Open Library ISBN Lookup

hnbooks
Published

August 1, 2022

I’ve been looking at Open Library as a knowledge base for books. After extracting ASINs from Hacker News posts, I want to link them to Open Library records.

For books an ASIN is the same as its ISBN-10, which creates a linkage point with Open Library. From my previous Open Library Exploration about 20% of editions in Open Library has an ISBN-13, but not an ISBN-10 (and 64% have one of either). It’s straight-forward to convert an ISBN-10 to an ISBN-13; just prepend “978” and change the final check digit. Here’s how this can be done in Python (you can see the rest of the details in the notebook).

isbn_13_weighting = [1,3,1,3,1,3,1,3,1,3,1,3,1]

def isbn13_check_digit(isbn13: str) -> str:
    assert len(isbn13) == 13
    digits = [int(x) for x in isbn13[:-1]]
    check = 10 - sum(x*y for x,y in zip(digits, isbn_13_weighting)) % 10
    
    if check == 10:
        check_digit = "0"
    else:
        check_digit = str(check)
        
    assert len(check_digit) == 1
    assert check_digit in ["0", "1", "2", "3", "4", "5", "6", "7", "8", "9"]
    return check_digit
    
def isbn10_to_13(isbn10: str) -> str:
    return "978" + isbn10[:-1] + isbn13_check_digit("978" + isbn10)

Trying to match each extracted ASIN with an Open Library record gives 94% matches; 20% with more than one match.
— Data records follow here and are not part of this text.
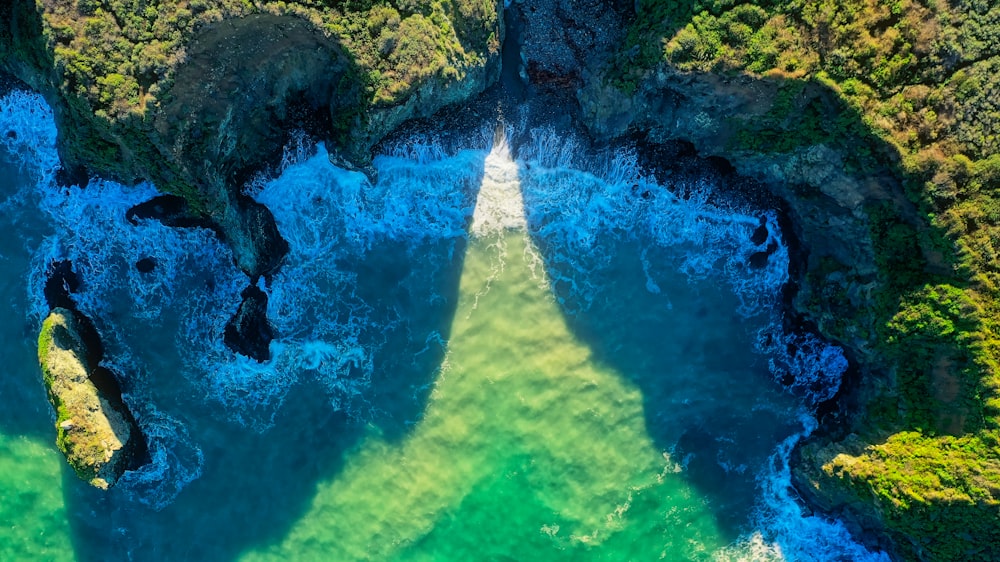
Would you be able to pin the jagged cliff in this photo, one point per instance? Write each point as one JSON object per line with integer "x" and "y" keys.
{"x": 875, "y": 123}
{"x": 860, "y": 116}
{"x": 198, "y": 96}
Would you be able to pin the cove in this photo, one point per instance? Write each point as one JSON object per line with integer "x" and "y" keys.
{"x": 482, "y": 356}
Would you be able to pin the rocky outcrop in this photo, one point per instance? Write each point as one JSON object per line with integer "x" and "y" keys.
{"x": 231, "y": 94}
{"x": 94, "y": 429}
{"x": 827, "y": 202}
{"x": 248, "y": 332}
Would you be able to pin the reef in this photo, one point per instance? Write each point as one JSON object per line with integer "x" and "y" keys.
{"x": 873, "y": 122}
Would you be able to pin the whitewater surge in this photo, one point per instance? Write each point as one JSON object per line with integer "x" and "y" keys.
{"x": 331, "y": 329}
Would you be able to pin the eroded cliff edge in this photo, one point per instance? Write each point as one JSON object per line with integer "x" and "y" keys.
{"x": 876, "y": 125}
{"x": 874, "y": 122}
{"x": 196, "y": 97}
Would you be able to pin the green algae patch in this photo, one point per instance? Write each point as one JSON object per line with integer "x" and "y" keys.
{"x": 95, "y": 436}
{"x": 31, "y": 503}
{"x": 529, "y": 447}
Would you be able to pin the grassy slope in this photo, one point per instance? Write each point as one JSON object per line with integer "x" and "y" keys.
{"x": 923, "y": 79}
{"x": 115, "y": 60}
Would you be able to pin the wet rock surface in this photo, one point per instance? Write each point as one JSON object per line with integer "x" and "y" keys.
{"x": 248, "y": 332}
{"x": 94, "y": 429}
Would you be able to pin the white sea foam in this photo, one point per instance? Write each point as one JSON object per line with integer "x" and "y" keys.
{"x": 325, "y": 325}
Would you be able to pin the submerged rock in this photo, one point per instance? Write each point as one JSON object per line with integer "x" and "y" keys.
{"x": 248, "y": 332}
{"x": 94, "y": 430}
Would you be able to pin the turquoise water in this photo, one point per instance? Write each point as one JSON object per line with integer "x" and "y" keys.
{"x": 479, "y": 358}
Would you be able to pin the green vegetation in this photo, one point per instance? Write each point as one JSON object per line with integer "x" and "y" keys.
{"x": 908, "y": 88}
{"x": 119, "y": 55}
{"x": 111, "y": 65}
{"x": 80, "y": 456}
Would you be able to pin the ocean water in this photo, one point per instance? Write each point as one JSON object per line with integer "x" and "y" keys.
{"x": 493, "y": 353}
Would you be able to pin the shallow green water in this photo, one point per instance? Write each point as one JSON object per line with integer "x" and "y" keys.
{"x": 530, "y": 449}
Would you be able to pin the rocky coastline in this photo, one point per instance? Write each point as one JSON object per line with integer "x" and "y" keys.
{"x": 205, "y": 144}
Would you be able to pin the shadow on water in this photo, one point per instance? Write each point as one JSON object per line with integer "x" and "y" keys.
{"x": 25, "y": 410}
{"x": 690, "y": 353}
{"x": 254, "y": 487}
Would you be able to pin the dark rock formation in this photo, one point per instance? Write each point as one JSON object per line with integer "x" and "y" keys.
{"x": 94, "y": 429}
{"x": 248, "y": 332}
{"x": 60, "y": 282}
{"x": 145, "y": 265}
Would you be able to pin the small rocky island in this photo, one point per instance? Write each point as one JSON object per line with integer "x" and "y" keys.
{"x": 94, "y": 429}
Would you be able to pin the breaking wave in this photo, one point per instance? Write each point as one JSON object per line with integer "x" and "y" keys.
{"x": 423, "y": 201}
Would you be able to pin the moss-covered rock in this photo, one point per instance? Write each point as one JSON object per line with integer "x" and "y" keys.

Some of the missing records are in Open Library, just not under this ISBN (for example Physics for Entertainment isn’t under 1610279034), and others are missing completely like Complexity Economics.

The duplicate matches and high coverage align with my earlier investigations with adding a book to Open Library and looking up books in Open Library with SQLite. The books are often imported from multiple places and easy to add multiple times. For duplicate records we would ideally have some methods for merging their information into a single record.

Now that I can get from a Hacker News post to an Open Library record the next step is to put it all together. A simple way to do this would be to create a HTML page for every work containing information from Open Library (such as the title and authors), along with all the related Hacker News comments. This would be enough to prove out the concept before doing additional work to link books described in other ways to Open Library.